Sang noir de Jean-Luc Loyer (Bande dessinée sur la catastrophe de Courrières, 2013)

sang_noir.jpgLa catastrophe de Courrières (Nord de la France) est la plus grande catastrophe minière d’Europe. Elle a eu lieu le 10 mars 1906 et a fait 1099 morts.

La France est alors en plein essor industriel et avec la généralisation de l’électricité, elle a des besoins importants en énergies. Le nord de la France est la région qui profite le plus de cette expansion. Les puits de mine y fleurissent et les villes aux alentours grossissent.

Travailler dans les mines restait pénible, malgré des avantages obtenus par les mineurs en 1898 à la suite de plusieurs grèves. Plus tard, d’autres demandes répétées pour de meilleures conditions n’ont pas été prises en compte par la Compagnie de Courrières. Le 6 mars 1906, un incendie s’est déclaré dans un des puits. Mais pour Lavaurs, le directeur, il s’agissait d’un dysfonctionnement, qu’un simple mur suffirait à circonscrire. Il n’est pas envisageable qu'il stoppe la production et accumule des retards.

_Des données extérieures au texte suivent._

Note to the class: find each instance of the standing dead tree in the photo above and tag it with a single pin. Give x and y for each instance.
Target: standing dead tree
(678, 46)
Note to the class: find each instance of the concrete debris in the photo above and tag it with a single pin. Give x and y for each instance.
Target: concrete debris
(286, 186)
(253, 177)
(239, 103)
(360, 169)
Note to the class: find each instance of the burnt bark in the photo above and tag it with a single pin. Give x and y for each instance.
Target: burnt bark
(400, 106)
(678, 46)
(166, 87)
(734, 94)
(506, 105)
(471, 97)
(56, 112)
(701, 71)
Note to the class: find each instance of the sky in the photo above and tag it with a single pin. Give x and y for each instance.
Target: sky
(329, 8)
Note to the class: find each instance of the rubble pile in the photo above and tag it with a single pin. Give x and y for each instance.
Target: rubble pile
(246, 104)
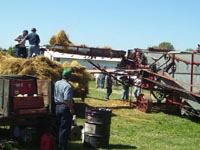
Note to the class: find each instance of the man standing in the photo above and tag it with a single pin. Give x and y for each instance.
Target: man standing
(125, 87)
(63, 97)
(108, 81)
(34, 41)
(137, 88)
(20, 46)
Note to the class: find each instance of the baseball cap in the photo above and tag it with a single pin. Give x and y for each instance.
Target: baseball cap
(67, 72)
(33, 29)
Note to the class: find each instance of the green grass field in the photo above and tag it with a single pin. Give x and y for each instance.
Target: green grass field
(131, 129)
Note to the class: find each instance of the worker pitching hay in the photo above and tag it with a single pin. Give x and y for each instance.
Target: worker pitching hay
(43, 68)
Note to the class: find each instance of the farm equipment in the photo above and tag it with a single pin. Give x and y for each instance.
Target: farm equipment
(169, 78)
(24, 99)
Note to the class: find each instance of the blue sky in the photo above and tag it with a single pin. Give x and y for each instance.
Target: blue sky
(120, 24)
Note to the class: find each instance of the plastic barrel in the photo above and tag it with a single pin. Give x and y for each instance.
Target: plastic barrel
(97, 127)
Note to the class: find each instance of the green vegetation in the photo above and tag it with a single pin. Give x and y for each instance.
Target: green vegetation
(131, 129)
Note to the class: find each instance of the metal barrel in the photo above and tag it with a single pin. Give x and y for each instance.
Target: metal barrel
(97, 127)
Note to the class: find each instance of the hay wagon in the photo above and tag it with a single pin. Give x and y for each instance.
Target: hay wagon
(24, 100)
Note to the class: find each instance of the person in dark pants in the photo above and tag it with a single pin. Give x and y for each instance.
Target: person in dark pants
(63, 97)
(108, 81)
(20, 47)
(125, 88)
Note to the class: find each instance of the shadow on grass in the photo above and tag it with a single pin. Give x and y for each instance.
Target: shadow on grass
(81, 146)
(120, 146)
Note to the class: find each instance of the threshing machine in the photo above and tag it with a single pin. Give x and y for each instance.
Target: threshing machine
(171, 77)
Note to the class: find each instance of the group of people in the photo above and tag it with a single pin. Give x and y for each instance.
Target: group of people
(126, 82)
(34, 41)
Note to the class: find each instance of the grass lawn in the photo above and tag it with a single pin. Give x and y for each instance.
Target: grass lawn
(131, 129)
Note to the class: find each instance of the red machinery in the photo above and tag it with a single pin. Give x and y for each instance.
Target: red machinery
(23, 98)
(171, 77)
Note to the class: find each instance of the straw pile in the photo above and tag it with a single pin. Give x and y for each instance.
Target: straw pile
(43, 68)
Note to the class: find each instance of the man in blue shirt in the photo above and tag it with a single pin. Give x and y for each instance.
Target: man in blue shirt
(108, 81)
(34, 41)
(63, 97)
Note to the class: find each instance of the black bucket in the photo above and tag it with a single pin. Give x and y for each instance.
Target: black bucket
(97, 127)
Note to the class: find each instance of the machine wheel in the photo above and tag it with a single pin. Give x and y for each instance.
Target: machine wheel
(144, 104)
(158, 94)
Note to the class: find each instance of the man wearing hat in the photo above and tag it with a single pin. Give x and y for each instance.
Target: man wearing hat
(34, 41)
(20, 46)
(63, 98)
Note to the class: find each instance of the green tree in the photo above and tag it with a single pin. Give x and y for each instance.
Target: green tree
(166, 45)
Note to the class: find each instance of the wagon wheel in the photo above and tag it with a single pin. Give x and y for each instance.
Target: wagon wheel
(144, 104)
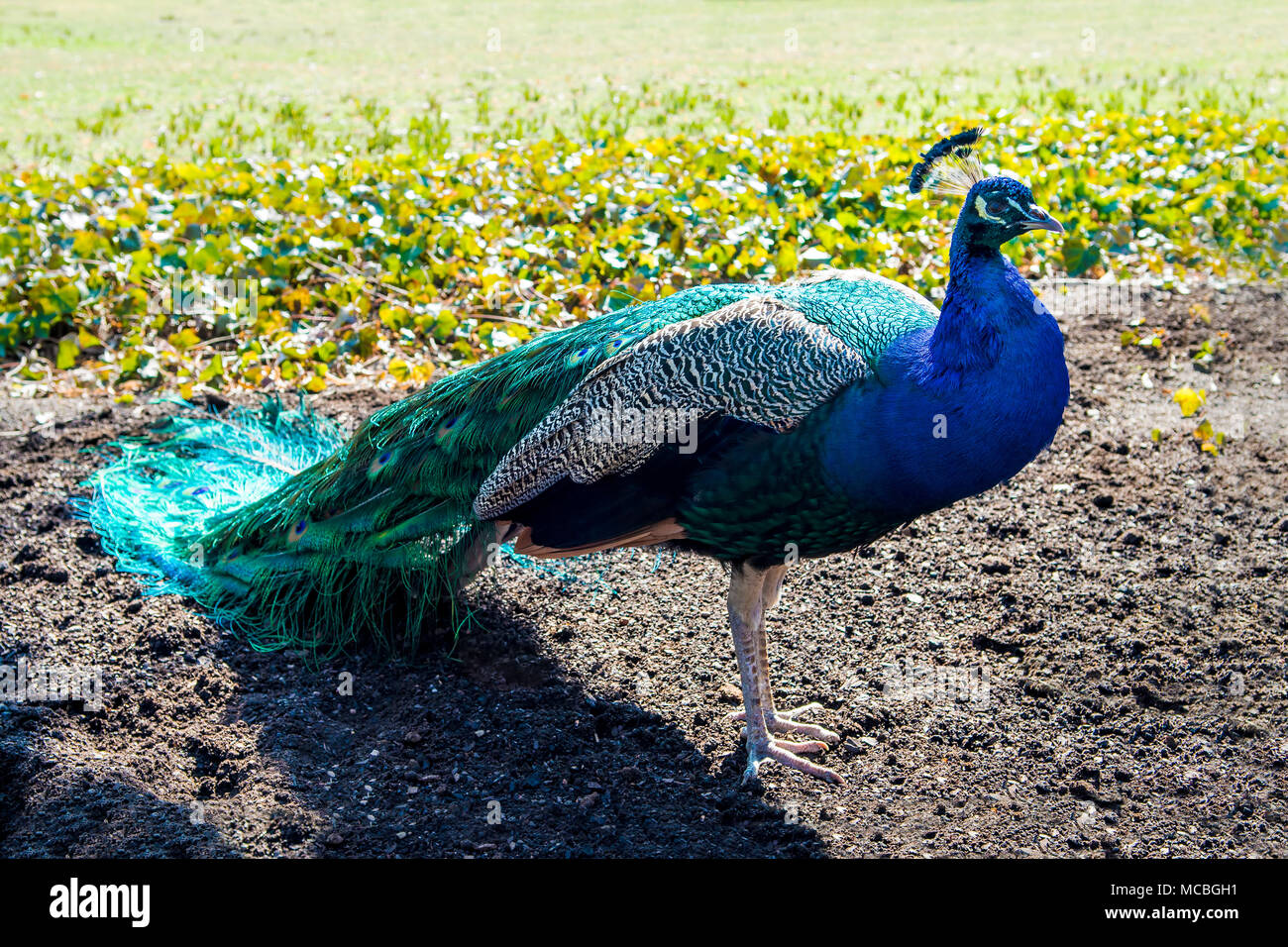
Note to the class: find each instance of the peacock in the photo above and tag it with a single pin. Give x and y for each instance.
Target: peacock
(758, 424)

Malgré des protestations, les mineurs sont redescendus dans les mines. Le 10 mars un coup de grisou suivi d’un coup de poussier, dont la flamme a parcouru 110 kilomètres de galeries en moins de deux minutes, tue des centaines de mineurs. Pourtant, les jours précédents des ouvriers ont suspecté la présence de gaz, mais la compagnie ne les a pas écouté. Ce 10 mars 1906 s’est donc ajouté 1099 morts (dont 242 enfants) supplémentaires sur l’autel du capitalisme.

La compagnie a rapidement arrêté la recherche de survivants, préférant sauver les installations. Le bilan des corps retrouvés n’a pas cessé de croître les jours suivants la catastrophe. Le mécontentement a gagné les mineurs qui se sont mis en grève afin d’obtenir de meilleures conditions de travail. Clémenceau, le ministre de l’Intérieur d’alors, envoya au total 30 000 soldats pour faire pression sur les grévistes. La découverte de survivants au 20e et 24e jour après la catastrophe mettra le feu aux poudres durcissant la grève et impliquant une confrontation directe entre soldats et grévistes. Finalement, les mineurs obtiendront des augmentations de salaire dérisoires, les familles des victimes une rente de la part de la compagnie minière et la promulgation d’une loi sur le repos hebdomadaire obligatoire. Des avancées sociales bien maigre par rapport aux vies perdues...

Cette bande dessinée au dessin semi-réaliste en noir et blanc revient sur ce drame en développant le contexte social : séparation de l’Église et de l’État, essor de l’ère industriel, tension franco-prusse, etc. Elle suit le quotidient de personnages réels, décrit en détail la vie des mineurs et le déroulement du drame. Enfin, elle revient sur les mouvements sociaux qui suivirent avec l’autoritarisme de Clémenceau, le basculement des médias au profit de la nécessité productive, la prose de Jaures et les conflits inter-syndicaux.

Bel ouvrage de mémoire de l’histoire sociale de la France.